What will trigger rapid e-commerce adoption?

The current scene shows the trust level hasn’t gone up yet. Sami says, “The major shift comes when people understand the value add of e-commerce. In many countries, the value add of e-commerce is not what it should be because people don't assess the value.” Imagine the value that ‘Comparing Prices’ offers, it is quicker and saves you from haggling and going from shop to shop in order to know correct prices. Also saves you from a long commute just to know a price.

According to Sami , the trigger is the trust. He said, “We’ll keep on delivering good service to show people this is not a joke. You can buy goods from good sellers in good price.”

Competition Kaymu vs Jumia

The African online marketplace is full of fierce competition; classifieds like OLX could be seen as competitors of Kaymu as it had been used by professional sellers. Konga.com’s sister company DealDey can be a competitors. Even Rocket Internet backed Jumia can pose a threat. But Sami doesn’t see Jumia as a competitor to Kaymu, as the former focuses on branded retailers and the latter targets smaller sellers. Giving an example, Sami says, “If Jumia is trying to sell iPhone6, Kaymu will be pushing the iPhone 4 refurbished. You can take us as like the Chinese e-commerce platform Tmall and Taobao. Tmall focuses on branded and Taobao targets SMEs. Kaymu and Jumia have lots of synergy. There is not much overlap.” We found out the average ticket is smaller in Kaymu than Jumia.

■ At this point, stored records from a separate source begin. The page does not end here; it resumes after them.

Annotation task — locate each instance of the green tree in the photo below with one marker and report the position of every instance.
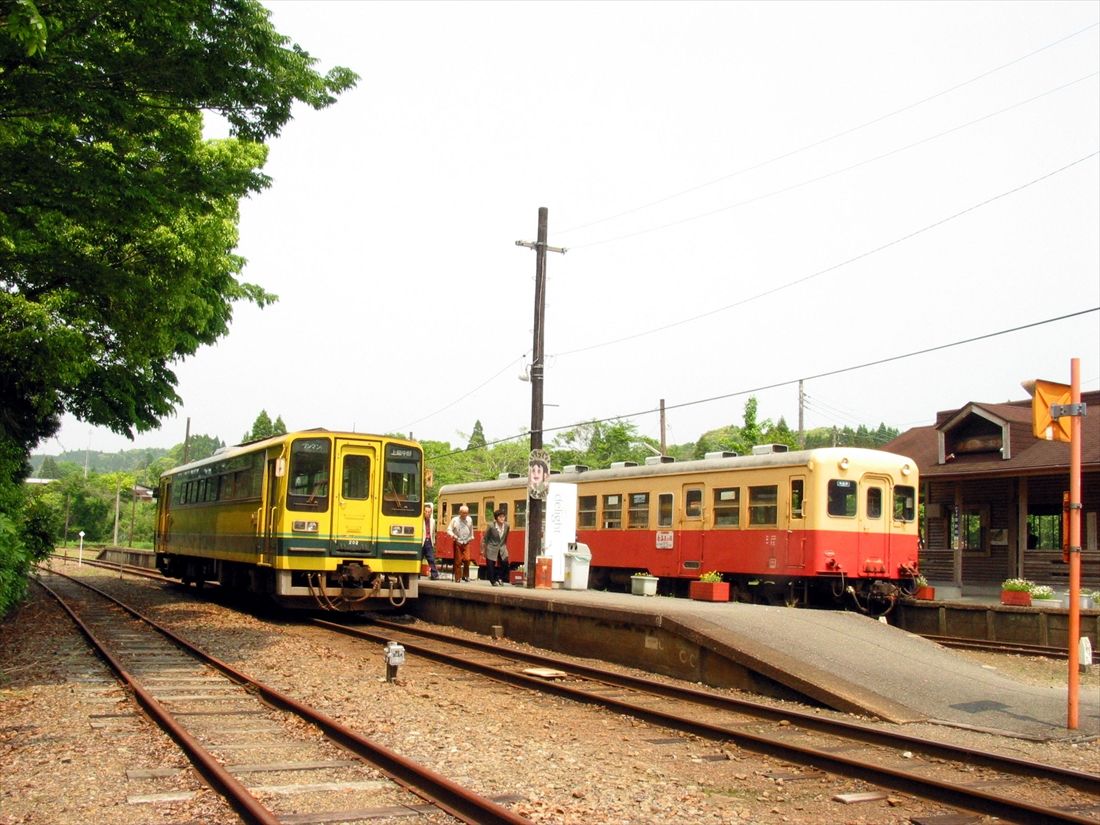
(118, 221)
(261, 428)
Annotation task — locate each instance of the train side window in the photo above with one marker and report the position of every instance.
(693, 503)
(613, 513)
(904, 503)
(664, 509)
(842, 497)
(763, 505)
(798, 497)
(637, 516)
(727, 507)
(586, 512)
(875, 503)
(356, 477)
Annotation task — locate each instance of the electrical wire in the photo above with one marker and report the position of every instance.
(834, 173)
(827, 270)
(833, 136)
(789, 382)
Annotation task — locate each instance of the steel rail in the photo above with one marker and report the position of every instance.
(440, 791)
(956, 795)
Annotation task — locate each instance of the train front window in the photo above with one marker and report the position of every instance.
(842, 497)
(356, 477)
(638, 514)
(875, 503)
(400, 481)
(904, 503)
(727, 504)
(308, 480)
(763, 506)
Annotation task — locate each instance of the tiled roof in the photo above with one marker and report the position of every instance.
(1029, 454)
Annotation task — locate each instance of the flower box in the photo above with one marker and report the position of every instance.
(1016, 597)
(644, 585)
(708, 591)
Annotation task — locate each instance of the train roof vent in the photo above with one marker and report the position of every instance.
(766, 449)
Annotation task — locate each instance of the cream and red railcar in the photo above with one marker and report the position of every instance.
(811, 526)
(317, 519)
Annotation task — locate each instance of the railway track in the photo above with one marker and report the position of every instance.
(248, 740)
(1014, 790)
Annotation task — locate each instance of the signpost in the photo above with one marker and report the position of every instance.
(1056, 416)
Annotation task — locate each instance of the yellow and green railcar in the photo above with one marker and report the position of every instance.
(316, 519)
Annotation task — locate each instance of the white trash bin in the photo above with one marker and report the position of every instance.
(578, 559)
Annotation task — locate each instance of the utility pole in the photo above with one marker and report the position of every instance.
(802, 409)
(538, 353)
(663, 450)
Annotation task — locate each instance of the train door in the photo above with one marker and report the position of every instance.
(268, 514)
(690, 539)
(355, 512)
(795, 523)
(875, 519)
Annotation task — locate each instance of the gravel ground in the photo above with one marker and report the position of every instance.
(62, 760)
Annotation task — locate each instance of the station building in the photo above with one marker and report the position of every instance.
(992, 496)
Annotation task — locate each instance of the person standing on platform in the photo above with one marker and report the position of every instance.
(496, 550)
(429, 548)
(461, 531)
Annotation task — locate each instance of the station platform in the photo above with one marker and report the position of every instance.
(842, 660)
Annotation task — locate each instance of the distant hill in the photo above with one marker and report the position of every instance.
(103, 462)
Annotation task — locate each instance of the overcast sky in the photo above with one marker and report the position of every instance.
(750, 194)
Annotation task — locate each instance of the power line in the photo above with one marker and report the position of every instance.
(833, 136)
(834, 173)
(827, 270)
(789, 382)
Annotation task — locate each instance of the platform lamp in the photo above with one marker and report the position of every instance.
(1056, 416)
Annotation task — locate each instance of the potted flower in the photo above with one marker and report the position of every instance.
(922, 589)
(1043, 593)
(710, 587)
(644, 584)
(1016, 592)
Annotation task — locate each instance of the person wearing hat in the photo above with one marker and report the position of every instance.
(496, 550)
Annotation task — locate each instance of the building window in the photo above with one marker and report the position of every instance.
(727, 507)
(613, 513)
(586, 512)
(904, 503)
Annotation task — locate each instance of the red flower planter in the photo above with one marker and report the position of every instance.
(708, 591)
(1016, 597)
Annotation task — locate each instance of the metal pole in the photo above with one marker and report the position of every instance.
(1075, 543)
(535, 505)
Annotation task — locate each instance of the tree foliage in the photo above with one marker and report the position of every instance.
(118, 221)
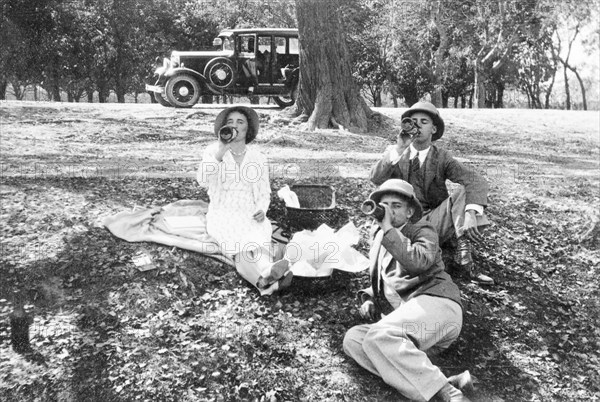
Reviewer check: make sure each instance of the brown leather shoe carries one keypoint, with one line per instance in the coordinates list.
(450, 394)
(462, 381)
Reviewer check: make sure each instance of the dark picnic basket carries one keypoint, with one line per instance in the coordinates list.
(317, 206)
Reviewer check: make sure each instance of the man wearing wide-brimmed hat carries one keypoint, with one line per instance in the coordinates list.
(427, 167)
(408, 278)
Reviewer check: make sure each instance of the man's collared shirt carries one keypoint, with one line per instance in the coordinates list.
(422, 155)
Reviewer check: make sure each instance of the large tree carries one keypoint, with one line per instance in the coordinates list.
(328, 92)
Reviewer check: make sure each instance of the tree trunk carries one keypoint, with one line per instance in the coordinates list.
(479, 87)
(328, 93)
(437, 96)
(377, 98)
(549, 90)
(580, 85)
(567, 91)
(3, 86)
(499, 104)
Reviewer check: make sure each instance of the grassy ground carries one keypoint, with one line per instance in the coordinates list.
(193, 330)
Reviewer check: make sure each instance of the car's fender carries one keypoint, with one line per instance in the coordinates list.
(188, 71)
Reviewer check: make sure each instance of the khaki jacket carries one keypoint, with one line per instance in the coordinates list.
(439, 166)
(414, 264)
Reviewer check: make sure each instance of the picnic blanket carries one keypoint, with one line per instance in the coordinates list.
(166, 225)
(183, 224)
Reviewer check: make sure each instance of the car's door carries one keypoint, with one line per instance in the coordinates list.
(246, 60)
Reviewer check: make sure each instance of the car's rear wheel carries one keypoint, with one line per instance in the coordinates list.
(183, 91)
(284, 101)
(220, 73)
(160, 98)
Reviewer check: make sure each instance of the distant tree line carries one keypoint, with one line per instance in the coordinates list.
(469, 51)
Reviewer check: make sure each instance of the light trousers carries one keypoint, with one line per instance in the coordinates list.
(395, 347)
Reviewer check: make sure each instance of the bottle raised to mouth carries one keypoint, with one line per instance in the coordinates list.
(409, 127)
(227, 133)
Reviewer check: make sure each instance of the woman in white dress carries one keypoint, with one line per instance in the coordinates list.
(237, 177)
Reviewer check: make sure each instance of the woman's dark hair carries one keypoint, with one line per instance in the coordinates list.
(251, 133)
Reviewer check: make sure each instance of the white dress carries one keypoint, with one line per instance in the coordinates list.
(236, 192)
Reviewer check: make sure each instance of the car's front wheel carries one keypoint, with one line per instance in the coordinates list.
(183, 91)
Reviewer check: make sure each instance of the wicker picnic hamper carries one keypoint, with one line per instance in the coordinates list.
(317, 206)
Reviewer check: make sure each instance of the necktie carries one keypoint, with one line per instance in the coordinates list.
(415, 164)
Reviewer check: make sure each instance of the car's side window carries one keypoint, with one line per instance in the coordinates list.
(293, 46)
(264, 56)
(246, 45)
(227, 44)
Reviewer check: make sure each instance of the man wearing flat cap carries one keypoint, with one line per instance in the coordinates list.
(408, 281)
(426, 167)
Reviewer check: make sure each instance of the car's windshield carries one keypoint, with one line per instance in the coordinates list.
(227, 43)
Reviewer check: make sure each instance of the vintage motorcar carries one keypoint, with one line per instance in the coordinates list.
(260, 61)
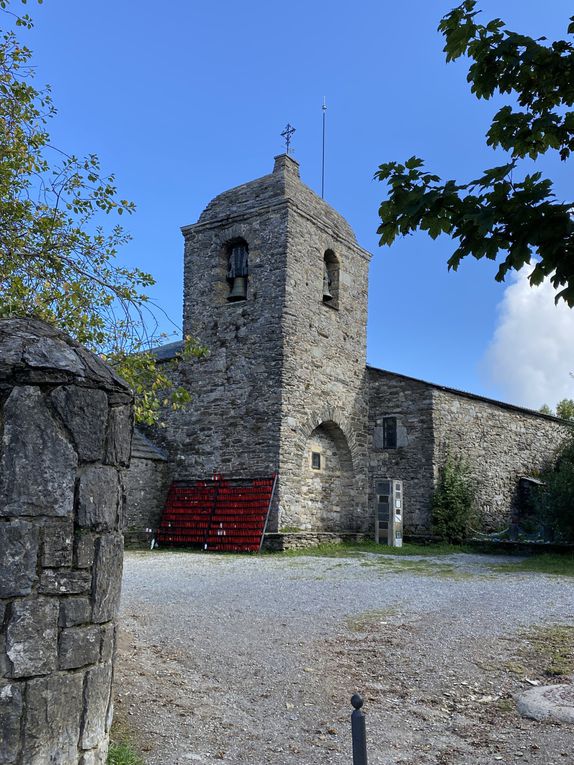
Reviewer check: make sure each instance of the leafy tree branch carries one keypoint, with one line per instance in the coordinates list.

Advice for entrepreneurs who want to test in Africa

“Creating a company is (you need idea, money & people) about being pragmatic and going fast. When you've an idea go out –launch and test. There so many business models that enables you to quickly launch business today than what used to be 10 years ago. In early 2000, we were not sure of the internet economics that why the market crushed. Now we know how to monetize the internet. Probably all you need is one good friend and an idea. By taking the plunge you've a lot to win not lose,” says Sami.

Rachid too adds to that, “Africa is not AS mature as EU & US for e-commerce. But Africa Internet Group shows it's possible. You've so many opportunities here in Africa.”